You step into the shoes of the characters when you read a story, and see the world through their eyes, live their experiences, and feel what they feel. Through this process your world expands, as does your sensitivity to others. Being able to understand what another is going through and sympathizing with their situation is a direct result of reading fiction. It is the heart of compassion.
Embracing the heart of fiction
A New York Times article, “Your Brain on Fiction”, by Annie Murphy Paul, brought to light studies that prove reading fiction helps us to make sense of the world, teaching us how to cope in positive ways. In this way, empathy and compassion are learned through fiction.

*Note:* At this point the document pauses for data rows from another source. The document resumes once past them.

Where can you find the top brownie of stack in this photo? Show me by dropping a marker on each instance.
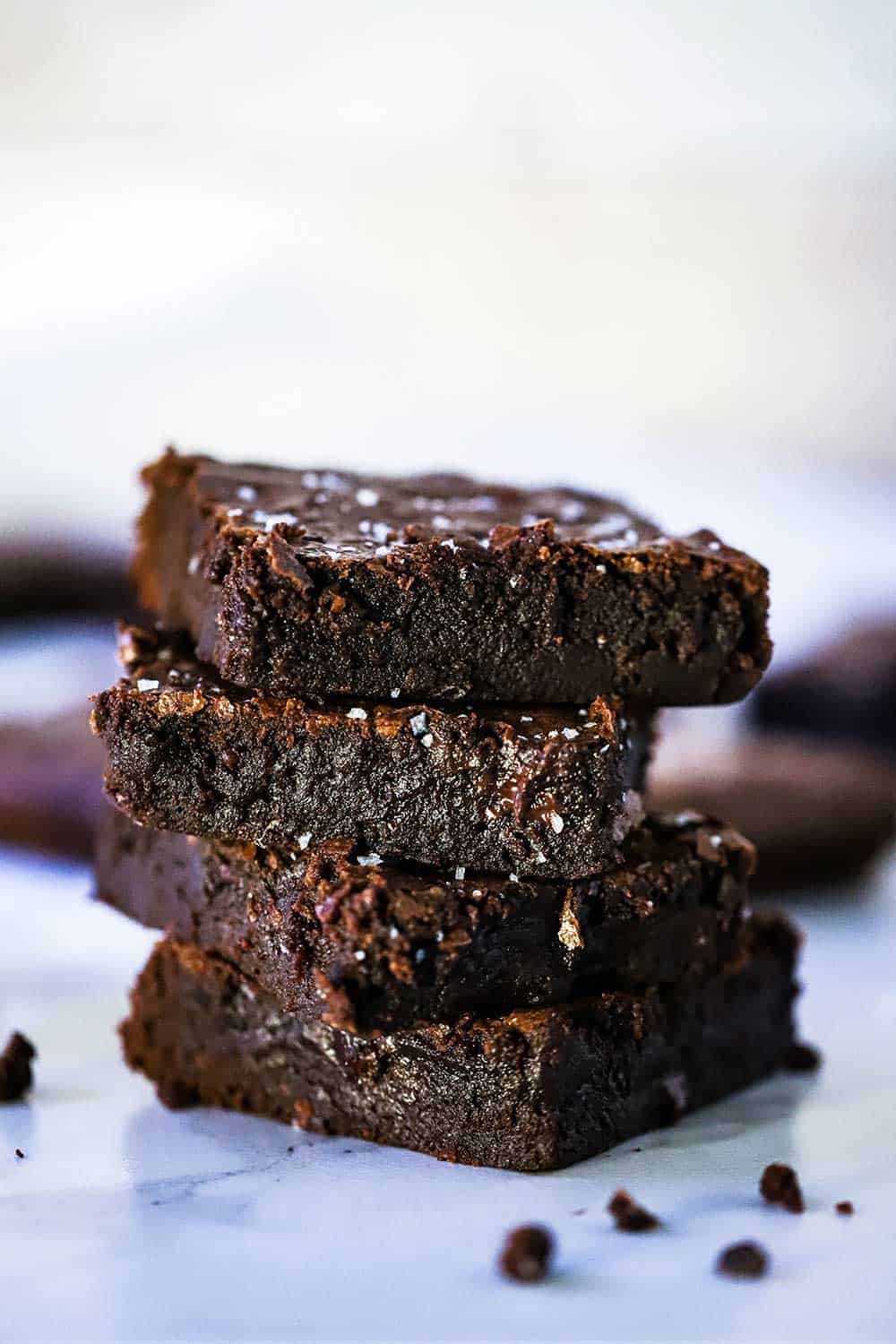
(325, 583)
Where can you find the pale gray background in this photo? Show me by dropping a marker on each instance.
(625, 244)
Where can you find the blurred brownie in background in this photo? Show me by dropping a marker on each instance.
(45, 577)
(50, 784)
(845, 691)
(817, 812)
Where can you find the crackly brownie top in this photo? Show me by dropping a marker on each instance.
(654, 857)
(343, 515)
(163, 667)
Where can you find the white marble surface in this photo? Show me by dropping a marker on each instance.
(128, 1222)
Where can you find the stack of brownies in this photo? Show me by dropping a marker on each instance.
(378, 776)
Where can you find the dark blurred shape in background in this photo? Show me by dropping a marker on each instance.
(842, 693)
(62, 577)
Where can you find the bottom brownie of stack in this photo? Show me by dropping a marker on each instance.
(373, 1000)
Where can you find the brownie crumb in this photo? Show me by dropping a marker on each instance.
(177, 1094)
(629, 1215)
(801, 1058)
(527, 1253)
(743, 1260)
(780, 1185)
(15, 1067)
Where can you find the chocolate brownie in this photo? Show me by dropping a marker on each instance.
(548, 792)
(50, 784)
(381, 946)
(845, 691)
(533, 1090)
(317, 582)
(817, 814)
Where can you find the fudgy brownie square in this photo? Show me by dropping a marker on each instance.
(381, 946)
(544, 792)
(530, 1091)
(319, 582)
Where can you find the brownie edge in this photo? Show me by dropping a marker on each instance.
(314, 582)
(378, 946)
(549, 792)
(530, 1091)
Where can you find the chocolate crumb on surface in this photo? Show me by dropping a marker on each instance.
(743, 1260)
(802, 1058)
(780, 1185)
(629, 1215)
(527, 1254)
(15, 1067)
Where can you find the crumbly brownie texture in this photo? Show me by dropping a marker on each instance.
(16, 1077)
(629, 1215)
(743, 1260)
(847, 691)
(530, 1091)
(780, 1185)
(527, 1254)
(817, 814)
(440, 586)
(56, 575)
(546, 792)
(382, 946)
(50, 784)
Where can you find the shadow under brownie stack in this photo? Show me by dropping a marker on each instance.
(378, 777)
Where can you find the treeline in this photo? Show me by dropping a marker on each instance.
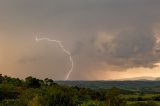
(36, 92)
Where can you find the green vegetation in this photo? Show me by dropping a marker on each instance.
(36, 92)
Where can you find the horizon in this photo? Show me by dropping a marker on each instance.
(80, 40)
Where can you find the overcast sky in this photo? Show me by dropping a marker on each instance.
(108, 39)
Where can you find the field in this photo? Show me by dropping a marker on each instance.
(36, 92)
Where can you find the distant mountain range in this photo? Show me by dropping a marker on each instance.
(144, 78)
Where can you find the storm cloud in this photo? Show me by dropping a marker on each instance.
(117, 34)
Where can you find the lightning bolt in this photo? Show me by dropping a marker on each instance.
(64, 50)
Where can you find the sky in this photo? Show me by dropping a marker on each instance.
(107, 39)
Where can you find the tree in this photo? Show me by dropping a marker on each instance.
(113, 99)
(32, 82)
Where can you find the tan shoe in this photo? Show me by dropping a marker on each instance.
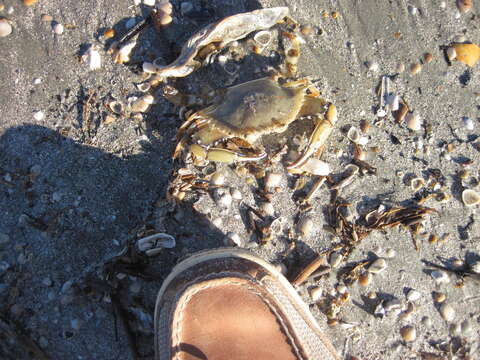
(230, 304)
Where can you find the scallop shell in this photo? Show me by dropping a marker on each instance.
(468, 54)
(154, 244)
(470, 197)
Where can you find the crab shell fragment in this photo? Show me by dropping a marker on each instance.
(249, 110)
(217, 36)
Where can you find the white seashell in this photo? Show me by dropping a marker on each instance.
(263, 38)
(39, 115)
(451, 53)
(58, 29)
(152, 244)
(148, 67)
(416, 184)
(272, 180)
(122, 55)
(393, 102)
(92, 58)
(413, 122)
(316, 167)
(353, 135)
(5, 28)
(470, 197)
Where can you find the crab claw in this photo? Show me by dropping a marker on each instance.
(318, 137)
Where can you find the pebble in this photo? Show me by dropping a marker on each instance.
(390, 253)
(233, 239)
(316, 293)
(58, 29)
(335, 259)
(365, 279)
(377, 266)
(4, 238)
(5, 28)
(305, 226)
(439, 297)
(413, 295)
(217, 179)
(408, 333)
(447, 312)
(272, 180)
(236, 194)
(440, 276)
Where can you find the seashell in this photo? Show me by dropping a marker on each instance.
(122, 55)
(142, 104)
(116, 107)
(447, 312)
(153, 244)
(470, 197)
(408, 333)
(29, 2)
(5, 28)
(92, 58)
(413, 121)
(393, 101)
(316, 167)
(468, 54)
(377, 266)
(272, 180)
(305, 226)
(353, 135)
(58, 28)
(464, 5)
(263, 38)
(144, 87)
(415, 68)
(416, 184)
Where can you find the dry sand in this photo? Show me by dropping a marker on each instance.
(75, 191)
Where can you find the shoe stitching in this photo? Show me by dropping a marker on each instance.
(178, 327)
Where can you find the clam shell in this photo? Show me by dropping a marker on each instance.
(470, 197)
(155, 242)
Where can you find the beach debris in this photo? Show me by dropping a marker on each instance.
(408, 333)
(5, 27)
(470, 197)
(447, 312)
(468, 54)
(154, 244)
(464, 6)
(206, 41)
(92, 58)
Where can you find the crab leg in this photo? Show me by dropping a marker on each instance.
(318, 137)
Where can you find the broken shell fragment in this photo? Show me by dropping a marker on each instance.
(92, 58)
(142, 104)
(470, 197)
(227, 30)
(464, 5)
(5, 28)
(315, 167)
(153, 244)
(468, 54)
(416, 184)
(122, 55)
(413, 121)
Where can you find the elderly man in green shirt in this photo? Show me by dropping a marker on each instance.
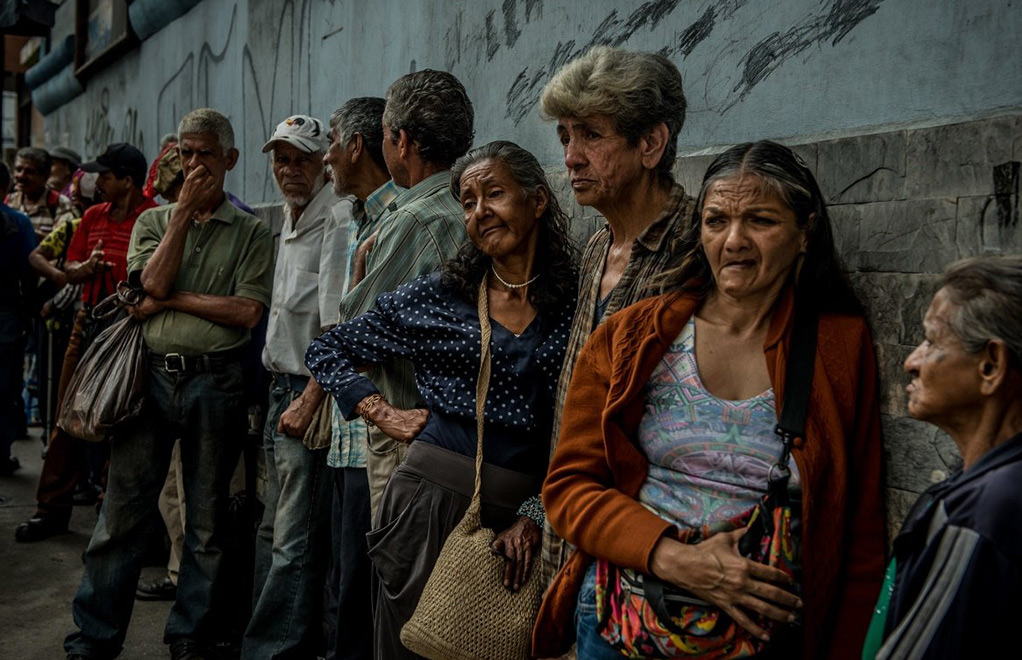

The titles I’ve highlighted below are just a few of the shining examples in children’s literature that embody acceptance, compassion, and empathy. You can ask for a more extensive list at your local library or indie bookstore.
Amy June Bates cowrote this heartwarming story of acceptance and inclusion with her daughter, Juniper, while they were walking to school in the rain. Later, she enhanced their story with her lush illustrations.
By the door there is an umbrella. It is big. It is so big that when it starts to rain there is room for everyone underneath. It doesn’t matter if you are tall. Or plaid. Or hairy. It doesn’t matter how many legs you have. Don’t worry that there won’t be enough room under the umbrella. Because there will always be room. (Synopsis)
“A subtle, deceptively simple book about inclusion, hospitality, and welcoming the ‘other.’” —Kirkus Reviews
Jaqueline Woodson (author) and E.B. Lewis (illustrator) demonstrate how each kindness makes the world a better place, in this bittersweet story that resonates with all ages. Each Kindness won the Coretta Scott King Honor Award and Jane Addams Peace Award. Jaqueline Woodson is the 2018-2019 National Ambassador for Young People’s Literature.
Chloe and her friends won’t play with the new girl, Maya. Every time Maya tries to join Chloe and her friends, they reject her. Eventually Maya stops coming to school. When Chloe’s teacher gives a lesson about how even small acts of kindness can change the world, Chloe is stung by the lost opportunity for friendship, and thinks about how much better it could have been if she’d shown a little kindness toward Maya. (Synopsis)
“Combining realism with shimmering impressionistic washes of color, Lewis turns readers into witnesses as kindness hangs in the balance. . . . Woodson . . . again brings an unsparing lyricism to a difficult topic.” —Publishers Weekly, starred review
Katherine Applegate penned this endearing story of kindness, friendship, and hope as a balm for the wave of hate that has spread across our nation in recent years. Wishtree is a fable about a tree named Red, who brings a neighborhood together in compassion and inclusion—with the help of the other woodland residents—when it’s threatened to be torn apart by hate.
Trees can’t tell jokes, but they can certainly tell stories. . . .
Red is an oak tree who is many rings old. Red is the neighborhood “wishtree”―people write their wishes on pieces of cloth and tie them to Red’s branches. Along with a crow named Bongo and other animals who seek refuge in Red’s hollows, this wishtree watches over the neighborhood. You might say Red has seen it all. Until a new family moves in. Not everyone is welcoming, and Red’s experience as a wishtree is more important than ever. (Synopsis)
The lyrical trailer below showcases the deep and tender warmth of the story, combined with the innocence and beauty of Charles Santoso‘s illustrations.
“Never lose hope. Wishes have a way of coming true.”
From the Newbery Medal-winning author of The One and Only Ivan.